Kurze Frage: Worin besteht der Unterschied zwischen 

- "Ich benutze ein eigens dafür gekauftes PC Lautsprecher System."

und 

- "Ich benutze das PC Lautsprecher System und bin damit zufrieden." ?

Heißt das, wenn ich ein PC Lautsprecher System habe, das ich nur am PC nutze und damit zufrieden bin, 
dann muss ich beides ankreuzen und wenn ich nicht damit zufrieden bin, dann nur den ersten Punkt ?


----------



## Spiff (17. März 2012)

*AW: Was bentutz ihr zur Ton Wiedergabe an eurem PC?*

Logitech Z5500 (Toslink) und ein Sennheiser PC 161 (3.5mm Klinke) an einer Creativ X-Fi Titanium


----------



## SchwarzerQuader (17. März 2012)

*AW: Was bentutz ihr zur Ton Wiedergabe an eurem PC?*

[:O] Ich benutze ein eigens dafür gekauftes PC Lautsprecher System.
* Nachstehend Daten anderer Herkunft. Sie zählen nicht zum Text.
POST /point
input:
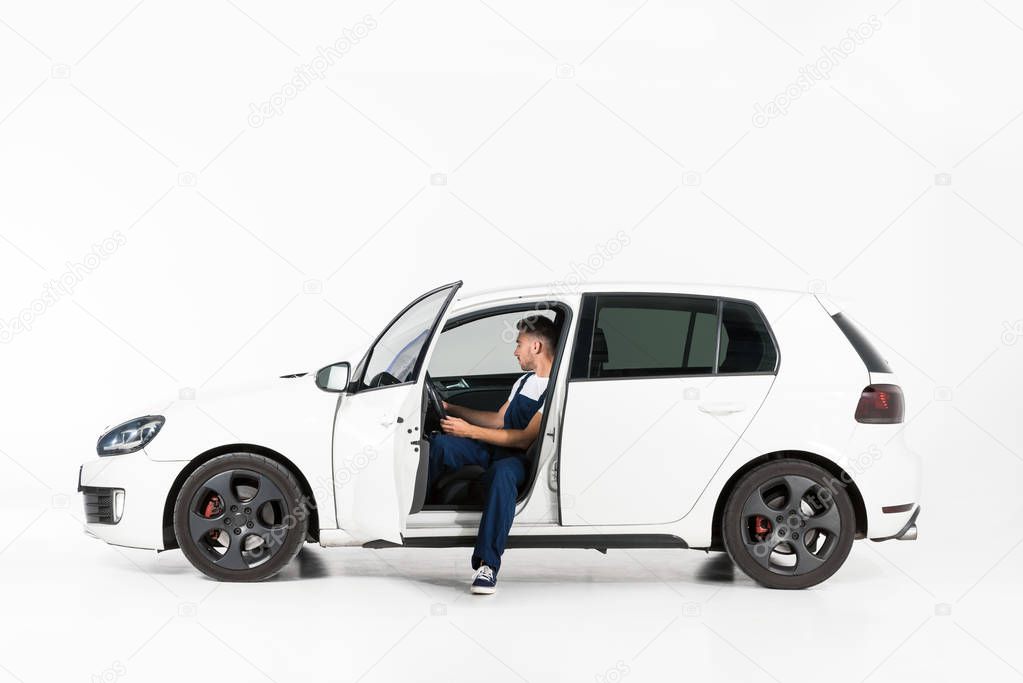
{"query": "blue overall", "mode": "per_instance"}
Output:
(505, 471)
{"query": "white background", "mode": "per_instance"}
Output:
(250, 251)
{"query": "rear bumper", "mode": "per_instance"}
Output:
(145, 485)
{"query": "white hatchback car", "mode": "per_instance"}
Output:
(757, 421)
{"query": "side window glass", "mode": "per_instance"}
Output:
(482, 347)
(746, 342)
(394, 358)
(638, 335)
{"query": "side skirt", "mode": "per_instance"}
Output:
(599, 542)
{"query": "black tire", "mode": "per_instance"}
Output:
(240, 516)
(780, 544)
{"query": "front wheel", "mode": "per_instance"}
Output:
(240, 516)
(789, 524)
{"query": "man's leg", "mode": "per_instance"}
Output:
(501, 486)
(449, 453)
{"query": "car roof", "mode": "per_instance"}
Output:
(562, 288)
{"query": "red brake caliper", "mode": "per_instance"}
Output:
(212, 509)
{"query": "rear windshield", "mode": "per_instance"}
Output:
(872, 358)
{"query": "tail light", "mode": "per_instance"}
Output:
(881, 404)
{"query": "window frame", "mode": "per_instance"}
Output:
(582, 347)
(355, 382)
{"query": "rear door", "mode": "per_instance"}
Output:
(376, 449)
(661, 389)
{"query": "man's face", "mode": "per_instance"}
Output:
(526, 348)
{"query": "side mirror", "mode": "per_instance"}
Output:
(335, 377)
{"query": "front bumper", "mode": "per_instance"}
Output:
(908, 531)
(145, 485)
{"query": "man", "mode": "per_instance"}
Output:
(498, 442)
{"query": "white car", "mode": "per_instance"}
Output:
(757, 421)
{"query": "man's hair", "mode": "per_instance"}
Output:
(542, 327)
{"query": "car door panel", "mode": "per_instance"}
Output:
(479, 392)
(376, 449)
(641, 451)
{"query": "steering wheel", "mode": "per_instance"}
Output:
(435, 398)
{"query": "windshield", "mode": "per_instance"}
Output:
(394, 358)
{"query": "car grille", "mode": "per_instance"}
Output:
(98, 505)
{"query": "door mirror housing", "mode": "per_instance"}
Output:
(334, 378)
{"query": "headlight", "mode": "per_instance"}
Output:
(130, 437)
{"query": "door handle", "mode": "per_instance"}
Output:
(722, 407)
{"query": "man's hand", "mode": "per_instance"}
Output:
(457, 427)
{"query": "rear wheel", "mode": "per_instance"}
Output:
(789, 524)
(240, 517)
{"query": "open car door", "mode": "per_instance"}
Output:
(380, 463)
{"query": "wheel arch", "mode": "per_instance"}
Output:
(717, 543)
(171, 542)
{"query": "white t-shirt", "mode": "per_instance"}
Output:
(533, 389)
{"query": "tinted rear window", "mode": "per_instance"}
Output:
(872, 358)
(746, 345)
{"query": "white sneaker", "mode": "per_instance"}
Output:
(484, 581)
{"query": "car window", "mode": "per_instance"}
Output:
(746, 342)
(481, 347)
(643, 335)
(393, 359)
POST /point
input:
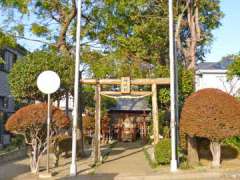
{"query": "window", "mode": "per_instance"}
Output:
(3, 102)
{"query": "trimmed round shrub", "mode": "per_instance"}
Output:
(31, 122)
(162, 152)
(212, 114)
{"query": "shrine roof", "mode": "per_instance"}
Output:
(125, 104)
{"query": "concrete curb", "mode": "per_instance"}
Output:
(175, 176)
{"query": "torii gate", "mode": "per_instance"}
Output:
(125, 83)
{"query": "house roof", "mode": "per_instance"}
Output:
(221, 65)
(125, 104)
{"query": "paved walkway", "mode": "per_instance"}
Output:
(125, 161)
(126, 158)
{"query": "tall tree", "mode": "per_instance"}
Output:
(194, 24)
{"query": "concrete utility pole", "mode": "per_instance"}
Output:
(73, 168)
(172, 88)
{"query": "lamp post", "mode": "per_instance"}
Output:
(173, 92)
(73, 167)
(48, 82)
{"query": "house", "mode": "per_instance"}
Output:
(7, 105)
(129, 119)
(214, 75)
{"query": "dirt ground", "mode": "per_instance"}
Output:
(126, 161)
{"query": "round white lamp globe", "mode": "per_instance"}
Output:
(48, 82)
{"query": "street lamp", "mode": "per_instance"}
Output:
(173, 89)
(48, 82)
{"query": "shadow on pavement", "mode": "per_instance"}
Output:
(92, 177)
(12, 170)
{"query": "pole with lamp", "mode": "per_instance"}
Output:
(173, 92)
(48, 82)
(73, 167)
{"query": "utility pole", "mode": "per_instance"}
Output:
(173, 86)
(73, 168)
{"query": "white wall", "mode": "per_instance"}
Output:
(217, 79)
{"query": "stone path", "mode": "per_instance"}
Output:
(125, 161)
(126, 158)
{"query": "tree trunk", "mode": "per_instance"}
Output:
(192, 156)
(80, 123)
(215, 148)
(67, 103)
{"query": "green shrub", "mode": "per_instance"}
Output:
(233, 141)
(162, 152)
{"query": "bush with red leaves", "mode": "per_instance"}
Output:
(211, 113)
(31, 122)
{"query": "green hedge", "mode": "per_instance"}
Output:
(162, 152)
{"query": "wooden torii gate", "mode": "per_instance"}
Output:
(125, 83)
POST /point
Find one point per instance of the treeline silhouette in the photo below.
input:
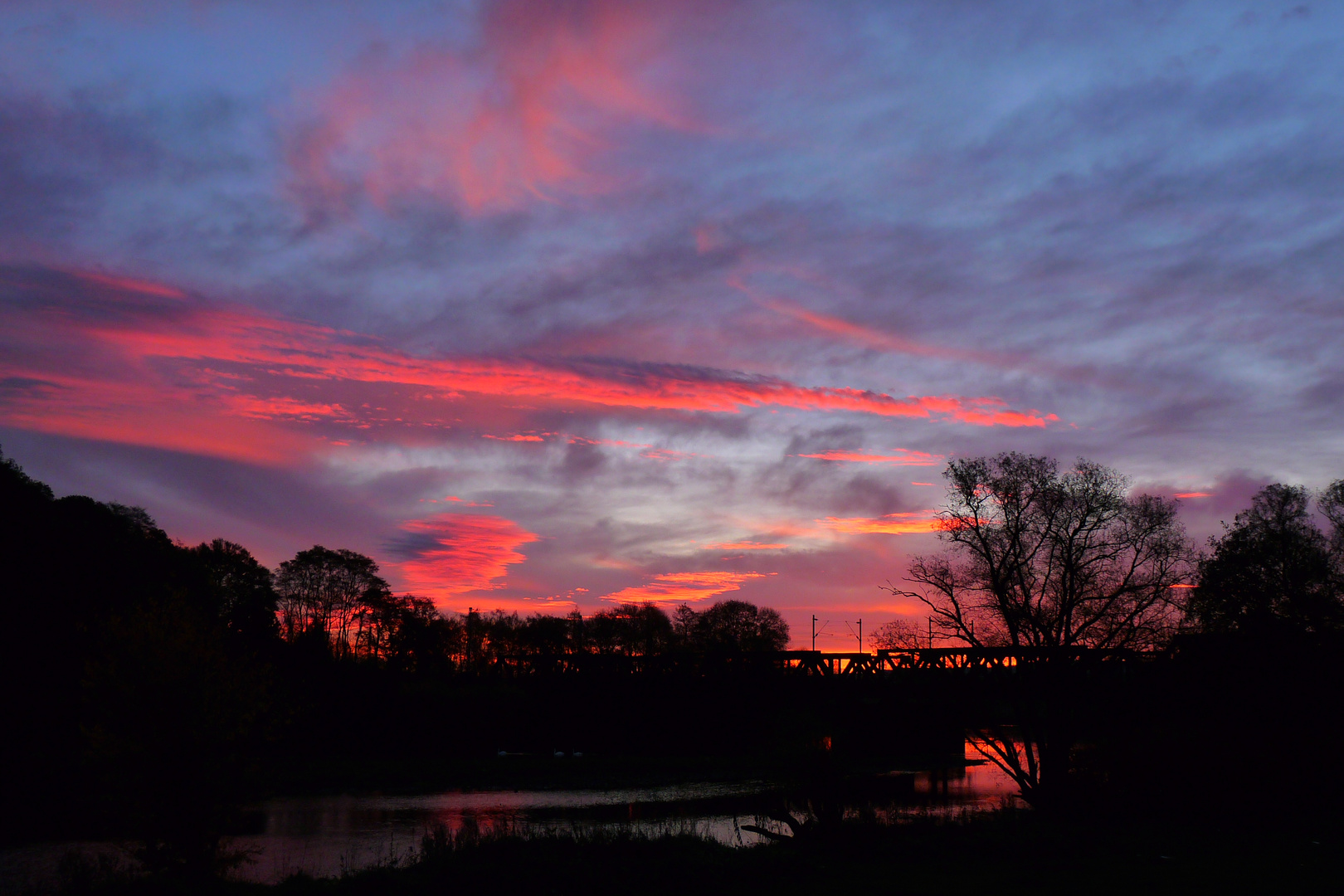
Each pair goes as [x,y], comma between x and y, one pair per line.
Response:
[152,685]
Eine echte Anlage habe ich nie besessen. Vom ersten eigenen PC von vor 9 Jahren bis vor wenigen Monaten hatte ich dann ein einfaches Creative 2.1-Set an einer Audigy 2 ZS, später Xonar DS genutzt. Kurzzeitig wurde dann ein Teufel B 200 USB (oder so) eingesetzt. Seit wenigen Monaten ist es nun eine Creative X-Fi HD USB, die zwei Yamaha HS 50M bedient. Dieses Upgrade wurde speziell fürs Musikhören durchgeführt. Zum Zocken gibts dann noch das Sennheiser PC 161-Headset, das ich günstig von einem Kumpel erhielt und das hauptsächlich zur Kommunikation eingesetzt wird und keine hohen Ansprüche an den Klang erfüllen muss (klingt eh nicht schön, wenn die Einheiten in SCII sterben  ).

@ K3n$!:
Ich nehme an, der Unterschied ist, ob Du (so wie ich nun) Lautsprecher extra für den PC geholt hast, um dort in gehobener Qualität Musik hören zu können, oder ob Du "so wie ich vorher) einfach ein normales Set am PC nutzt und keine Ambitionen hast, das aufzurüsten.


----------



## hulkhardy1 (17. März 2012)

*AW: Was bentutz ihr zur Ton Wiedergabe an eurem PC?*



K3n$! schrieb:


> Kurze Frage: Worin besteht der Unterschied zwischen
> 
> - "Ich benutze ein eigens dafür gekauftes PC Lautsprecher System."
> 
> ...


 

Viele kaufen sich ja ein PC Lautsprechersystem sind aber eher unzufrieden mit der Klangqualität. Besonders wenn sie mal gute Boxen gehört haben. 
Die wenigsten geben ja da mehr als 30-50€ aus und dem entsprechend Mau ist auch der Klang!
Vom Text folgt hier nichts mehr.